"This water's flowing uphill!", exclaimed Eric, pointing to the swift-flowing stream at our feet. But though water in Madeira has not acquired gravity-defying properties, the light begins to play strange tricks while walking beside the levadas, or mini-canals, that irrigate the terraced vineyards and banana plantations clinging to the steep hillsides.
Now many people say they prefer their walks downhill. Well in Madeira you can indulge yourself by taking a bus or taxi ride to the top and walking down. It's a long way mind, for though the island is not much bigger than the Isle of Wight, Madeira rises steeply from the Atlantic to mountain peaks over six thousand feet high.
There really is hardly anywhere in the island that is flat and, with no sandy beaches for sun worshippers, the Atlantic breaks in thunderous roars on the rocks. Even the airport is built out into the sea on stilts, while the roads twist and turn in convoluted meanderings between villages clinging to the hillside. The only way to go straight is to dig lots of tunnels. And that is exactly what they are doing, as the main road emerges from solid rock to cross a bridge boasting the highest single span in Europe.
Our fortnight was advertised as a "flower holiday", and indeed on the hillsides we found many sub-tropical blooms including Agapanthus and the Madonna Lily, but Madeira surprisingly has only around 30 native species - all the rest have arrived like tourists that have fallen in love with the island and stayed. Walkers must take a day off and visit the gardens. Monte Palace Tropical Garden, which is reached by a cable car giving superb views of Funchal, is the best known, but the Jardim Botanico is even finer.

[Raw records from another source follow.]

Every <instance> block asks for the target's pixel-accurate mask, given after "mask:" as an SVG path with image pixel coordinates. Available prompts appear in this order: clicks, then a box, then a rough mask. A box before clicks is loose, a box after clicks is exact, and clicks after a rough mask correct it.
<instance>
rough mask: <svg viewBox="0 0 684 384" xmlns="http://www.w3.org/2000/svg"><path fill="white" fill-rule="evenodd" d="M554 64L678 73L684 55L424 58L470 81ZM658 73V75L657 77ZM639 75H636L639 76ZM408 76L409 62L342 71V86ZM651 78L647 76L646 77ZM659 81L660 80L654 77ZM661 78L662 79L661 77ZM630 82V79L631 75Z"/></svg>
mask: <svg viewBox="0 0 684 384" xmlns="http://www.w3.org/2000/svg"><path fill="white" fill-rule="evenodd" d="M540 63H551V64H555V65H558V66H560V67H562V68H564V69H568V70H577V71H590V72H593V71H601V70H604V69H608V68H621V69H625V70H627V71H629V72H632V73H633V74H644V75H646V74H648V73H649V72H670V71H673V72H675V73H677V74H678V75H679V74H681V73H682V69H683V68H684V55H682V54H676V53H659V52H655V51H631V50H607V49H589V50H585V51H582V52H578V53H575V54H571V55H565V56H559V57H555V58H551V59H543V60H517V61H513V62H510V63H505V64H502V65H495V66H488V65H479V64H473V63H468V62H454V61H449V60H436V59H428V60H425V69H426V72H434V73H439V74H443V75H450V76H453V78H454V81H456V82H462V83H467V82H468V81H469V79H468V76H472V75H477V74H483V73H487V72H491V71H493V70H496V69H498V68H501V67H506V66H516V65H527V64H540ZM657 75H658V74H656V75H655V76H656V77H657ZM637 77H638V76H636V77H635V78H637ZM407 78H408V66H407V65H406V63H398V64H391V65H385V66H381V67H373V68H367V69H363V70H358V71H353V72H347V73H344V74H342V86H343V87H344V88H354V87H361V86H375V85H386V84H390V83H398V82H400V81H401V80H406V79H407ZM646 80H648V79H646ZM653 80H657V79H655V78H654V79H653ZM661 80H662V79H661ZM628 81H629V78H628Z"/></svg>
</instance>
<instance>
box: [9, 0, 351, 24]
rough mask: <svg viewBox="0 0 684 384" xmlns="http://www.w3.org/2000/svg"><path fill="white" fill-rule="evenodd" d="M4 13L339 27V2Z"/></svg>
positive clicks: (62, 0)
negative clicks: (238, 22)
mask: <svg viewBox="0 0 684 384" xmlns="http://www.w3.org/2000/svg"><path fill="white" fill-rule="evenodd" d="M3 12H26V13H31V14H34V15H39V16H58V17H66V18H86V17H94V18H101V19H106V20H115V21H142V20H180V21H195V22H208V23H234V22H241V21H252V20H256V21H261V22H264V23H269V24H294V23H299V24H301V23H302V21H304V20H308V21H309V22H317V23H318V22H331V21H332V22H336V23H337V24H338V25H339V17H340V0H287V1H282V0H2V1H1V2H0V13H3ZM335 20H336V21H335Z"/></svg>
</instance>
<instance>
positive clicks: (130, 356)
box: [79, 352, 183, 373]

Funchal, the capital, has over half the island's population and its Market Hall is a cornucopia of delights. Bird of Paradise flowers and masses of orchids vie with rows upon rows of fish. Especially the scabbard fish. I wouldn't want to meet one of these face to face in its natural element, for its long muscular body ends in an evil-looking set of sharp teeth. This is the celebrated delicacy of Madeira, appearing on every menu together with the island's main crop, banana. They might seem strange companions, but the combination is remarkably effective.
The best excursion in the whole island is one that will have mountain lovers drooling. Again Madeira springs surprises. Believe it or not there is a road to the very summit of Pico do Arieiro, the third highest mountain on the island. "We drove up there", said my brother-in-law, "but couldn't see anything so came down again". And, as our bus wound its way up through thick mist, we reconciled ourselves to a wet grey day. But suddenly, on turning a corner, the mist was gone. All around us were the mountains with the jagged fangs of Pico Torres reaching skywards out of a white sea, while above the sun shone in a perfect blue sky. Beyond the road end the true walking starts. A neatly paved way sets off along the ridge and then continues with a flight of steps. A bit tame? Just look down! These paths are in some remarkable situations and it's difficult to believe they could exist in such a place.
But exist they do, with a staircase of steps cut into sheer rock walls, or a narrow scrape of a path twisting up a weakness in the cathedral architecture of the mountains. There are tunnels for the faint of heart, but these avoid some of the best bits and when you arrive at Pico Rivo it is with a twinge of regret that all is over. Of course you could turn round and walk back the same way, but our bus was waiting. So next time we'll have to do the big traverse. It's marked on the map, a long ridge stretching in a massive horseshoe to the final summit of Pico Grande.
And will we ever go back? The answer is yes. There's the traverse of the high mountains to do and many more levadas to explore. In the meantime, well it's not the same, but how about cod and chips with banana?